The limits of knowledge in AI: Why AI can never achieve human intelligence

There are significant expectations that AI can reach a level of general intelligence that surpasses human capabilities. However, I will demonstrate that this is not possible for fundamental reasons. It’s important to note that I am specifically referring to current approaches to AI, particularly large language models (LLMs). It’s possible that radically different approaches could succeed, but I cannot predict and judge that.

I distinguish between four reasons why there are principled limits to knowledge generation in AI/LLMs. These reasons are, with ascending level of generality:

  1. A vast amount of knowledge is not accessible through digital media and the internet.
  2. This excludes the understanding of the series of errors and failures that eventually manifest in the data about outcomes, which are a crucial driver of human learning.
  3. Human learning advances not only through propositional knowledge that can be expressed in data but also, and often crucially, through implicit and tacit knowledge that engages the body.
  4. Ultimately, human knowledge is fundamentally embodied, while AI lacks a physical body.

The first reason is straightforward: the training of these systems can rely only on knowledge represented in digital form and accessible via the internet.

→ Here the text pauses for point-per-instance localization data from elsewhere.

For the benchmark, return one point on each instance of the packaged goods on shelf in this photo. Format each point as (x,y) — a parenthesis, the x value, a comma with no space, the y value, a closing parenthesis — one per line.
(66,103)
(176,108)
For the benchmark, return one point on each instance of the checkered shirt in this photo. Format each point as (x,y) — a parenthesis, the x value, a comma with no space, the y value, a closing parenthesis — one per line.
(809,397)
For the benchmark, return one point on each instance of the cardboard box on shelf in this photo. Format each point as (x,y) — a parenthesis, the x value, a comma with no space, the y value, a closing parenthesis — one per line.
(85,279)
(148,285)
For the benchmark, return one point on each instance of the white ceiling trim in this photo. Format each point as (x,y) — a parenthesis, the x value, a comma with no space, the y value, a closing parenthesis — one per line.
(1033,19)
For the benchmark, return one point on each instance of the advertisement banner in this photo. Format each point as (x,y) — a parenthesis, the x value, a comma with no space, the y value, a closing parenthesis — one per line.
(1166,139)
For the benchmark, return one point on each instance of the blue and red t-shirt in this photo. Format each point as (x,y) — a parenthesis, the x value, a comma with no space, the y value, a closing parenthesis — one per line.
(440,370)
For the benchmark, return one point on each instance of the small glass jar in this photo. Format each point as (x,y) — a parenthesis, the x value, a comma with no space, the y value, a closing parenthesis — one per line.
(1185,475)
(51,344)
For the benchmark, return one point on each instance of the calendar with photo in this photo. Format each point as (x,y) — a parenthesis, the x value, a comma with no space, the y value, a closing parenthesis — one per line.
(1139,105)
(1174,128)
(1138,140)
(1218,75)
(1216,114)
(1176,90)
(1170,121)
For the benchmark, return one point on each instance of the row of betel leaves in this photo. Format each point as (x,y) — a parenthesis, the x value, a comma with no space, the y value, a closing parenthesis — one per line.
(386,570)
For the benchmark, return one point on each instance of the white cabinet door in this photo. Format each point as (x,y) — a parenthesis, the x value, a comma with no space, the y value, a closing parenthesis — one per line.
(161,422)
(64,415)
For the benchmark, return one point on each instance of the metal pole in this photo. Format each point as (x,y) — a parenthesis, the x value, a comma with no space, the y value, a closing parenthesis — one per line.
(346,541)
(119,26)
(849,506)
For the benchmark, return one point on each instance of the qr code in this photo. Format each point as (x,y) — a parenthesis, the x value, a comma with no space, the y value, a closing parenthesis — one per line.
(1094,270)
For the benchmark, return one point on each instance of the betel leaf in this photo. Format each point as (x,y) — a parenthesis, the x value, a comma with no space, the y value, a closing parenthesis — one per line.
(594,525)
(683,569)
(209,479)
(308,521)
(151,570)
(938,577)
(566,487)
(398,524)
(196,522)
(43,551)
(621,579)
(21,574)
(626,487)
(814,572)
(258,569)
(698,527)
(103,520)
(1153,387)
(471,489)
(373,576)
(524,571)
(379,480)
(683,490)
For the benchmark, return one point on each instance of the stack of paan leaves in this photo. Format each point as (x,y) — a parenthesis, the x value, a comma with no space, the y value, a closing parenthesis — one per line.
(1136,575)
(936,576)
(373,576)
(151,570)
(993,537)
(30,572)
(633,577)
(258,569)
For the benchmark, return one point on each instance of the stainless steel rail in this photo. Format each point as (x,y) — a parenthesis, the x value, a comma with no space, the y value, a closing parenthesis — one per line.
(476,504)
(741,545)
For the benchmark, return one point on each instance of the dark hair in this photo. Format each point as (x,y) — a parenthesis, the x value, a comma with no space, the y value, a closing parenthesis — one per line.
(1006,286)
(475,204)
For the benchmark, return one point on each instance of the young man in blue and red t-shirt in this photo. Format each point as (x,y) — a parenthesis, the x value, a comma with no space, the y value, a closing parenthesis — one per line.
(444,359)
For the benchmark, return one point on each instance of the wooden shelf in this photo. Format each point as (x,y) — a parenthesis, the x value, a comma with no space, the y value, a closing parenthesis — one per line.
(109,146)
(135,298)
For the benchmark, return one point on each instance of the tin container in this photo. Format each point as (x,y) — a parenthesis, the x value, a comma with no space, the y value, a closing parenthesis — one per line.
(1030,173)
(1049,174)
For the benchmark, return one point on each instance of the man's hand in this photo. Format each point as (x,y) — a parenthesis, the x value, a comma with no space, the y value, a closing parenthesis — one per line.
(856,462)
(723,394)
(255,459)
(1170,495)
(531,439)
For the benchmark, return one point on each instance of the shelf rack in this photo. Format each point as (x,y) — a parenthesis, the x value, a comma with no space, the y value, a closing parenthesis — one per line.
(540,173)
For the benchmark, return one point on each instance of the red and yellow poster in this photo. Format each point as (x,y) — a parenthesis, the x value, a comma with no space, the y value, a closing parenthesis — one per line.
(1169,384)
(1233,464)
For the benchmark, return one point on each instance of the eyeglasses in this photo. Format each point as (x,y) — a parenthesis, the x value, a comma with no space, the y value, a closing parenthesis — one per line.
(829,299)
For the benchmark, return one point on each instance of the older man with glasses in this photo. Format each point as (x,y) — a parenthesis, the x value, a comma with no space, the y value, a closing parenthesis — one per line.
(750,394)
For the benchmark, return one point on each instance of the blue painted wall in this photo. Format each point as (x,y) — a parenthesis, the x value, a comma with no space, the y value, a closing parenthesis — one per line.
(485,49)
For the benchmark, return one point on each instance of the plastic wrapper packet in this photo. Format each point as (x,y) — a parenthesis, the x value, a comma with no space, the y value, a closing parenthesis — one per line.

Although many people may believe this data source is quite comprehensive, that assumption is inaccurate. I conducted a personal experiment yesterday involving my wife, who is a researcher with the last name “Caspary.” While I share the same surname in my passport, all my public appearances have been under my name prior to our marriage two decades ago: “Herrmann-Pillath,” my pen-name. Although my family name “Caspary” is used in several important contexts, such as my employment, it is not publicly available (well, now it is, let’s see later what happens…). When I asked the chatbot about our relationship, it correctly acknowledged our research collaboration, but it explicitly stated that there is no “known personal relationship.” This example illustrates that a significant amount of data and information is simply not accessible for training AI, leading to substantial gaps in knowledge. Consequently, this deficiency has implications for the further development of AI’s capabilities. However, this may simply mean that a country like China can be much more successful in developing the AI knowledge base because AI can access more data, given the legal and administrative differences compared to Western liberal democracies. This leads me to the second reason.

A fundamental bias in our systems of knowledge generation is that failures are mostly not published, only recorded in files that are not public. Researchers typically publish successful research and do not report on the long and arduous path of errors and failures that led to that success. However, much like in the general theory of evolution, knowledge progresses through these chains of errors. Researchers are aware of these mistakes, but they often do not publish them. Based on this experience, they continue their work on knowledge generation. AI lacks access to this background knowledge and therefore misses a crucial and rich resource of knowledge that is widely distributed throughout society. In simple terms, AI processes outputs that are manifest, but it only understands essential inputs in fragments.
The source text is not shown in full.